Saturday, September 12, 2009

What Becomes A Novel Most?

Writing is a subjective business. While one person might love a book, another might find they can’t get beyond Chapter One. In a review in The Washington Post of A Gate at the Stairs—a much-anticipated novel by Lorrie Moore, a coveted and acclaimed short story writer—Ron Charles hailed the book, but referred to it as "an unhurried tale." Further on in the review, Charles states, "I should warn you that Moore is a lot more interested in her narrator than her plot. There is a fair amount of precocious riffing in this novel, a syncopation of sweet and mordant beats. Things do happen--even startling, gripping things--but any reader who needs that to stay engaged will have drifted away 200 pages earlier during one of Tassie's (the protagonist’s) soliloquies. Much of her fascination with words and wordplay is amusing, but some of it seems too clever by half, along with her super-duper writing-seminar descriptions of the weather that are polished to distracting brilliance."

I admire
Ron Charles's reviews. He is a conscientious, sensitive reader. He obviously spends quality time with books and takes great pains to fully absorb them in order to write such thoughtful reviews. But in a world (and an industry) where sensationalism often prevails, Charles's assessment of A Gate at the Stairs accommodates contemporary reader expectations.
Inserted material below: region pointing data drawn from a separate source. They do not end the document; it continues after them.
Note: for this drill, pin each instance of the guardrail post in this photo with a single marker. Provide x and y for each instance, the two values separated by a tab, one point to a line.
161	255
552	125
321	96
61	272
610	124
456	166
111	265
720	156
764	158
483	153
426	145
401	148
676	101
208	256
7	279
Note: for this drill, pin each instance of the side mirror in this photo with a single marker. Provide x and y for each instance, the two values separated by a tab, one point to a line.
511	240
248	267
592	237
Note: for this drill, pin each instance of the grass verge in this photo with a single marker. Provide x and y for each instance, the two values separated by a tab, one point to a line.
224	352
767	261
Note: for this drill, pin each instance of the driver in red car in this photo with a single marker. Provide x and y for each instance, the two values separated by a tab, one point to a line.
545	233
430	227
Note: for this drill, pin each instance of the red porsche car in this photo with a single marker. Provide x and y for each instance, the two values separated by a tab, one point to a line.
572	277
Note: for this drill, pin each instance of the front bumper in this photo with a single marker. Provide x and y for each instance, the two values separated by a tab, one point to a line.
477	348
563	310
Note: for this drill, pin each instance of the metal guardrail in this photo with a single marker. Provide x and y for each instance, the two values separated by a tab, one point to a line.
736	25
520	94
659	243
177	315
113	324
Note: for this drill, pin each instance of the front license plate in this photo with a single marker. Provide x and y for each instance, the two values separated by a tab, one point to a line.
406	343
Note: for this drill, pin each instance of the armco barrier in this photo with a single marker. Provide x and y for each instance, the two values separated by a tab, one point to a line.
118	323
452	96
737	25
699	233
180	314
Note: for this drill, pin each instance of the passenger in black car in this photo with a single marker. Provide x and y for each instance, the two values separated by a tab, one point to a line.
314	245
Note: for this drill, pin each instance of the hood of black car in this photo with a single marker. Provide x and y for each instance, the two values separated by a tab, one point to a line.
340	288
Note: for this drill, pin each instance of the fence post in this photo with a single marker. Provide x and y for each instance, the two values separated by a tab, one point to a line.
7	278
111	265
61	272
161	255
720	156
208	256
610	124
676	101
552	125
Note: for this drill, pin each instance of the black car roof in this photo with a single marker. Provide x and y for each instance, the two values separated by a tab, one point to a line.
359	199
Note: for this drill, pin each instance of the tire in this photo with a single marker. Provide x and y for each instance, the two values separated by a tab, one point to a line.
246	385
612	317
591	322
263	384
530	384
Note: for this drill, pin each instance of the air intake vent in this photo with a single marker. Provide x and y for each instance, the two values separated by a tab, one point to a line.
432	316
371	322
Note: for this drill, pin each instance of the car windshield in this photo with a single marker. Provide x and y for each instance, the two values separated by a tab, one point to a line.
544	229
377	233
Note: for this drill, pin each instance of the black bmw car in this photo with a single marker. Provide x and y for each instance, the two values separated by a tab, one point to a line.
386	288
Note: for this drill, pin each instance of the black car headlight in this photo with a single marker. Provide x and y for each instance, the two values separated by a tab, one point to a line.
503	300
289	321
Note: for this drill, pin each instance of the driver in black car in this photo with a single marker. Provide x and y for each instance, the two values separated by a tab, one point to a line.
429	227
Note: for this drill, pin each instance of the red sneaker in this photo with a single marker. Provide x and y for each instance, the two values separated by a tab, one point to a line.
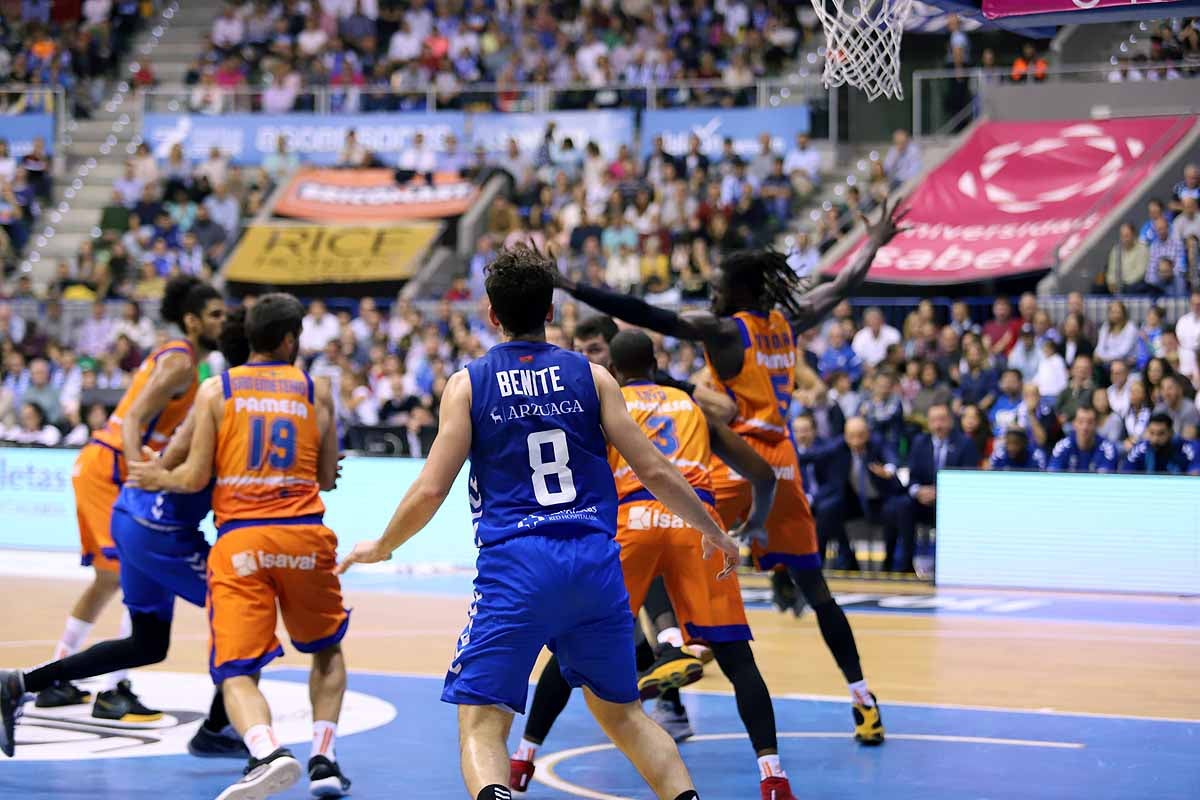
777	788
521	773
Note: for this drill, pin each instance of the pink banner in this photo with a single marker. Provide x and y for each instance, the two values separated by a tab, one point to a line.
997	8
1015	194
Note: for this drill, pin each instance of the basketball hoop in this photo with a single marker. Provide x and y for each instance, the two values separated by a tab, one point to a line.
863	44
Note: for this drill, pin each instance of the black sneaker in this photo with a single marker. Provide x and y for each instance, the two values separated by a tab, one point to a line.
217	744
61	693
12	697
325	780
121	704
673	669
265	777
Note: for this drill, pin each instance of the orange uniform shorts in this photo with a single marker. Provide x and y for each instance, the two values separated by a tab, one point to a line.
791	529
256	565
657	542
97	476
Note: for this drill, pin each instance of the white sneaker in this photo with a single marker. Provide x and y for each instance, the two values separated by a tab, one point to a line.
265	777
675	723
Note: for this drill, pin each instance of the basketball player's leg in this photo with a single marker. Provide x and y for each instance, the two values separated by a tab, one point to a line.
317	620
241	620
595	649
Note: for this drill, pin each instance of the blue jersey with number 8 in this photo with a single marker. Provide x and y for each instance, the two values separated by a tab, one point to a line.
539	458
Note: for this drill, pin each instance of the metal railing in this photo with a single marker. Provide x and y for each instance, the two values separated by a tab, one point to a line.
931	89
490	97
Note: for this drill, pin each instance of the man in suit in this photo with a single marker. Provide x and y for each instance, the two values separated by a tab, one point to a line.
940	449
856	477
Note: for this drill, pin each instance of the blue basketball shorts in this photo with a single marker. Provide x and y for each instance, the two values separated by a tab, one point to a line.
159	566
564	593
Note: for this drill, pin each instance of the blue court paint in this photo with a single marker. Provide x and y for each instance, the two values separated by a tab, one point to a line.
935	753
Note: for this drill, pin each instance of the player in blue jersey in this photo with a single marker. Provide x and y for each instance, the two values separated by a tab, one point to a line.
162	555
1083	450
534	420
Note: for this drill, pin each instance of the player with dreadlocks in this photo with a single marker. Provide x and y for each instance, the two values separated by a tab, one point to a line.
748	334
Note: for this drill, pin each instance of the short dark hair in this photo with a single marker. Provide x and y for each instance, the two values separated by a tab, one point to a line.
271	319
597	325
1161	416
233	343
185	295
633	354
521	287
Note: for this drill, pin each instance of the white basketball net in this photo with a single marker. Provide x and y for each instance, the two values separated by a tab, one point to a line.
863	43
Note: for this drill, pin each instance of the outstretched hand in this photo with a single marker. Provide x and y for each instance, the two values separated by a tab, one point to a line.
883	229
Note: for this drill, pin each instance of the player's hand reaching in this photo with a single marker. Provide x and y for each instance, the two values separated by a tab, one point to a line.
882	230
371	552
147	474
727	547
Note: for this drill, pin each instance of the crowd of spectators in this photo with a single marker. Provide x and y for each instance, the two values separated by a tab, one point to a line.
1159	256
387	54
1173	53
81	55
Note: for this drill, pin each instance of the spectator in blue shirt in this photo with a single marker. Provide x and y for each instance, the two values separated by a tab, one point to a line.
1006	410
1083	450
1162	451
839	356
977	385
1017	455
883	410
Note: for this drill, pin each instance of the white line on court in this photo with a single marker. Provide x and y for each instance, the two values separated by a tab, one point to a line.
547	775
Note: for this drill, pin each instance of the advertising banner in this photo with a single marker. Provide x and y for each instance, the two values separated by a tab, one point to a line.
371	196
316	139
714	125
21	130
1017	197
999	8
298	256
610	130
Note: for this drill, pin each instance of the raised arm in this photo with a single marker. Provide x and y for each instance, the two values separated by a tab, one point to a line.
747	462
815	305
149	473
327	425
171	376
432	486
653	469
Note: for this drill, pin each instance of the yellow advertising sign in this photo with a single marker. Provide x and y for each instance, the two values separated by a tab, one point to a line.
287	254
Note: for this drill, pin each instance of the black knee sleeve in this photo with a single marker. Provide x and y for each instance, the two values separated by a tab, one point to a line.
147	645
736	660
658	606
549	701
832	620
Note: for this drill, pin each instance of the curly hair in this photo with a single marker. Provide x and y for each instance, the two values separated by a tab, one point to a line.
521	287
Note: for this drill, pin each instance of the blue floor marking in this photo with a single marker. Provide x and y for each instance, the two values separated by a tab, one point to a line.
1179	612
415	756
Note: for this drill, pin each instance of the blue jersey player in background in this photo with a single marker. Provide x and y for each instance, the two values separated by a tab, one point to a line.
535	421
162	555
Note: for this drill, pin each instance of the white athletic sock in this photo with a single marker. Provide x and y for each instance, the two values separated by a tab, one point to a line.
671	636
769	767
526	751
861	695
261	740
323	737
114	678
73	636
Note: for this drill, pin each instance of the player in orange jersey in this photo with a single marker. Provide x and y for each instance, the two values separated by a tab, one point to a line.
751	354
655	542
268	433
153	407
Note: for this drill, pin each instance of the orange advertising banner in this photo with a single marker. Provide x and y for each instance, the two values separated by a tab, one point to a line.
366	196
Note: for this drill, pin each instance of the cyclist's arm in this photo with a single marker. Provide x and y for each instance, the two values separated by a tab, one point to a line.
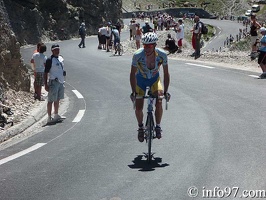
133	81
166	78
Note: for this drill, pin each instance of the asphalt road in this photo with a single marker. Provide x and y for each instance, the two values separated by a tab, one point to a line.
213	140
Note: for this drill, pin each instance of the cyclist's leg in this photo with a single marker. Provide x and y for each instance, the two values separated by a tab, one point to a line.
140	90
157	90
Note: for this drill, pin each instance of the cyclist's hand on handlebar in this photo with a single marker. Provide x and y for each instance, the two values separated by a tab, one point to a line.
133	96
167	96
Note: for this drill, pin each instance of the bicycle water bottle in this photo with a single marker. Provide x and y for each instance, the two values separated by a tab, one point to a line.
133	99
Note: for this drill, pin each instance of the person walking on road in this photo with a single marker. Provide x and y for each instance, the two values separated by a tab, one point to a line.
82	33
262	55
55	86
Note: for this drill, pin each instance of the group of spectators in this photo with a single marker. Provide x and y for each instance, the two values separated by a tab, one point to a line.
109	35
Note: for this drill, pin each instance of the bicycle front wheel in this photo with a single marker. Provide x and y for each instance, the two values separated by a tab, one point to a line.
150	127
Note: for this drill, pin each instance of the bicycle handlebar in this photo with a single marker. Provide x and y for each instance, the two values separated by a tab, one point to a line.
166	97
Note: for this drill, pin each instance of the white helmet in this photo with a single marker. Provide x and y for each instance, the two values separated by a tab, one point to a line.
149	38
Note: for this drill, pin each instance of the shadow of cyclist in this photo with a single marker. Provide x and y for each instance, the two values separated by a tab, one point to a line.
143	165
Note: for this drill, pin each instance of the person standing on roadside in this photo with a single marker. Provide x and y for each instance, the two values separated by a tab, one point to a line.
108	36
254	27
82	33
32	66
39	60
196	36
138	35
262	55
54	67
146	28
179	35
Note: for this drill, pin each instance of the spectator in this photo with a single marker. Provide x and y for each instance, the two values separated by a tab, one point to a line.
108	36
82	33
102	37
146	28
138	35
32	66
118	27
155	24
39	60
254	27
133	26
196	36
262	55
170	44
179	35
55	87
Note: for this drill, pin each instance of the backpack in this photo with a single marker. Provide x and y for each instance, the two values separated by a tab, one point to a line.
204	29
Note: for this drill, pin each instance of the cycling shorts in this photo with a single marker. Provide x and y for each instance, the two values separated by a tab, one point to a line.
154	83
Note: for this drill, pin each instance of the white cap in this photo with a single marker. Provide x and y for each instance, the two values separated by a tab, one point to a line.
262	29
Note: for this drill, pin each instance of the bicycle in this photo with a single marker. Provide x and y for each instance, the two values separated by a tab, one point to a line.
149	134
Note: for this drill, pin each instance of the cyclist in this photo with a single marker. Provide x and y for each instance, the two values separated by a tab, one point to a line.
115	34
145	68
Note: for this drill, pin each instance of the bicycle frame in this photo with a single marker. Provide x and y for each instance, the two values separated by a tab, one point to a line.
149	124
149	131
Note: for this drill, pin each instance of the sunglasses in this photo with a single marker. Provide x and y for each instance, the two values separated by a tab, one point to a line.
148	45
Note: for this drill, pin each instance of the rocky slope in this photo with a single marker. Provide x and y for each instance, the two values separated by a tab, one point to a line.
34	16
30	21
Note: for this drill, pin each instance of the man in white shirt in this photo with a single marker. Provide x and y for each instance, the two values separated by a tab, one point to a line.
179	35
39	60
55	86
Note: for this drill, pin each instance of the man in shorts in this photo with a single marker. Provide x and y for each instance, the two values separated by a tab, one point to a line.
116	36
39	60
55	86
145	67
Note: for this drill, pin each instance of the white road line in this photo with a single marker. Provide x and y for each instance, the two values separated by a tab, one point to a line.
79	116
78	94
254	76
205	66
22	153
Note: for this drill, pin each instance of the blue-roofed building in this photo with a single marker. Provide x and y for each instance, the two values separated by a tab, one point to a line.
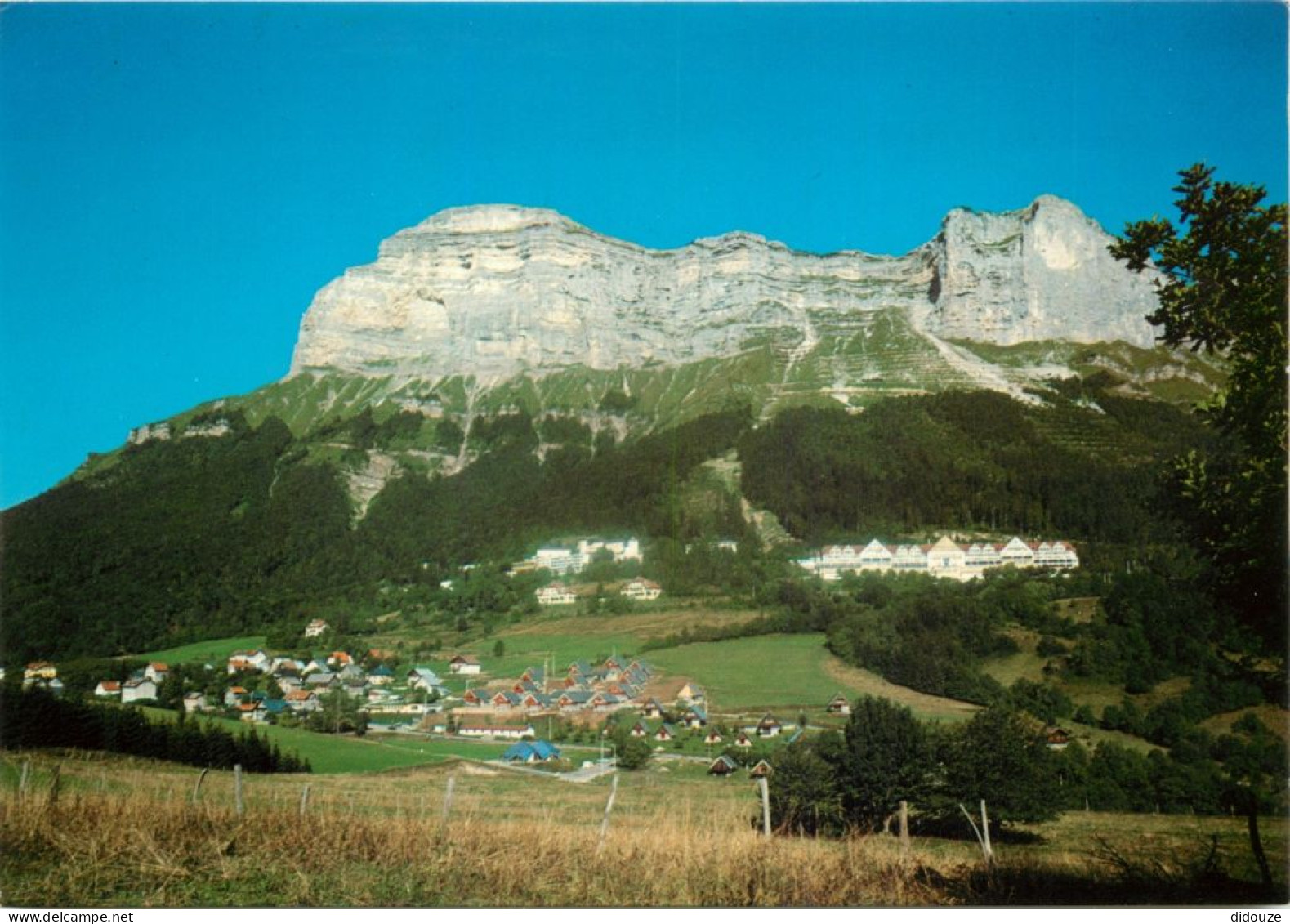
530	752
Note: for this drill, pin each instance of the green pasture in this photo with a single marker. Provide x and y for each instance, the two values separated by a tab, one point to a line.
212	650
766	672
347	754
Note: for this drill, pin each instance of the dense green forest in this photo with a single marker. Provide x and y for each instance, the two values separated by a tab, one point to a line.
33	718
1078	469
186	538
202	537
831	783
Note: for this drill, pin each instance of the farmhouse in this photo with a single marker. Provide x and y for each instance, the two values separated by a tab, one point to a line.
695	716
769	727
839	705
465	663
425	679
690	694
723	767
640	589
315	629
555	595
664	734
135	690
248	661
39	670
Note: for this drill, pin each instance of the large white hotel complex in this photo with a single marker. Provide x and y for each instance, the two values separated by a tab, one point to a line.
946	558
561	560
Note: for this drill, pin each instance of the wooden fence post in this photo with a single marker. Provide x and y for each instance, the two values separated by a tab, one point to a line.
448	799
766	806
984	828
55	783
980	839
609	807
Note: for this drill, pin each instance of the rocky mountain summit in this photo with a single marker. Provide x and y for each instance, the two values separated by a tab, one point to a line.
498	291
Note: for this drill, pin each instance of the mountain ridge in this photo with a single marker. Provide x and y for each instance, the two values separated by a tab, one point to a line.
497	291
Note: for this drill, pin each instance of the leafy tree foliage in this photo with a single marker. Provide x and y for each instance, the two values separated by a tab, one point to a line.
886	758
971	460
806	795
33	718
1002	757
1223	291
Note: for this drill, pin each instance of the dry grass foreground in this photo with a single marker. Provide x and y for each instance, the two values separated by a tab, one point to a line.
118	832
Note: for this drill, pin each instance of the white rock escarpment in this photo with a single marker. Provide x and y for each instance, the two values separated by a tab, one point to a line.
497	289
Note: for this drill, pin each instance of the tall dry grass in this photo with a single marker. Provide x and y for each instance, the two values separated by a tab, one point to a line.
91	848
128	832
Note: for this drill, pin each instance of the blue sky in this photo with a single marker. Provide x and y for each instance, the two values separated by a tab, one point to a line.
177	181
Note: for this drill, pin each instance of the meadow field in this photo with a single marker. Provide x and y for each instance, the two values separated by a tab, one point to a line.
118	832
213	650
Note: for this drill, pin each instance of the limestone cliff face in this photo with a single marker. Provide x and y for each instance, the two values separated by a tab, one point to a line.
496	291
1042	273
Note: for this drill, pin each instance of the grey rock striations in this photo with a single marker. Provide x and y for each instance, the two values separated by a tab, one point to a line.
497	291
1042	273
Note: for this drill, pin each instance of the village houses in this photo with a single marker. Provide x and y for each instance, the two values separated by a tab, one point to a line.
944	558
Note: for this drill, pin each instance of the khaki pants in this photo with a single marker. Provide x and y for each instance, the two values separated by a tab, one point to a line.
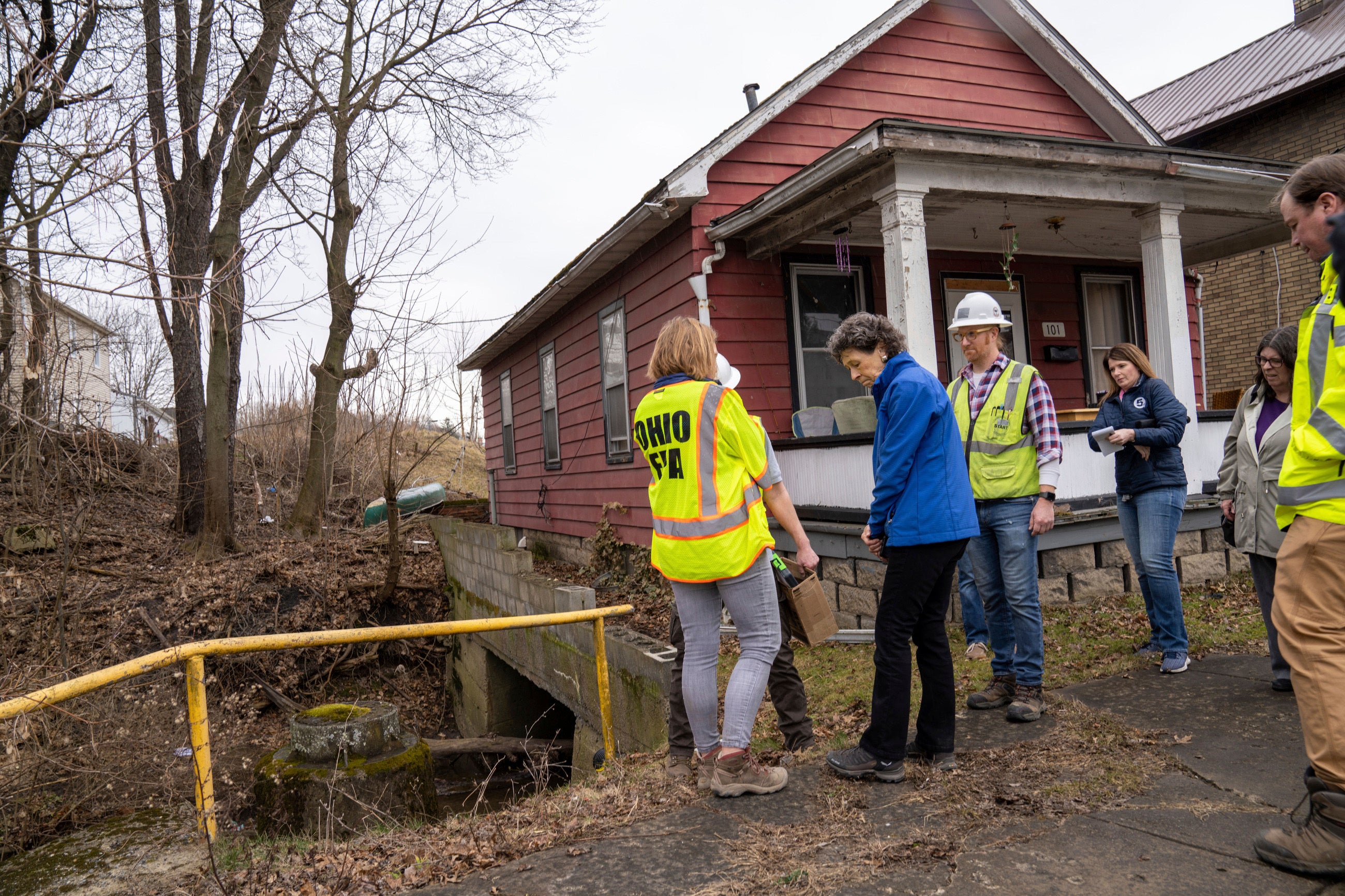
1309	613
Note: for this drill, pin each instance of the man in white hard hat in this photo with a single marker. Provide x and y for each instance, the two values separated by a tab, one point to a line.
1012	441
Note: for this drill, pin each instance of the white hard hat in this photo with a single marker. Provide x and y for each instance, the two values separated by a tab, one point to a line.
978	309
727	374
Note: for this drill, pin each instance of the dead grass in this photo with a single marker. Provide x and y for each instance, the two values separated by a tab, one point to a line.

I'm well aware that publishing has become less about writing and more about book sales. But it seems that novels vying for bookstores must strive, first and foremost, for hook and page-turning ability—why else would Ron Charles need to issue that "warning"? Of course, an author of Lorrie Moore's literary stature and caliber of craft can cry herself to the bank. But why should it be that some books—gently-paced, well-written books by lesser-known or even unknown writers—those that serve quiet shifts in plot and subtle character transformations, are often considered of inferior quality and marginalized?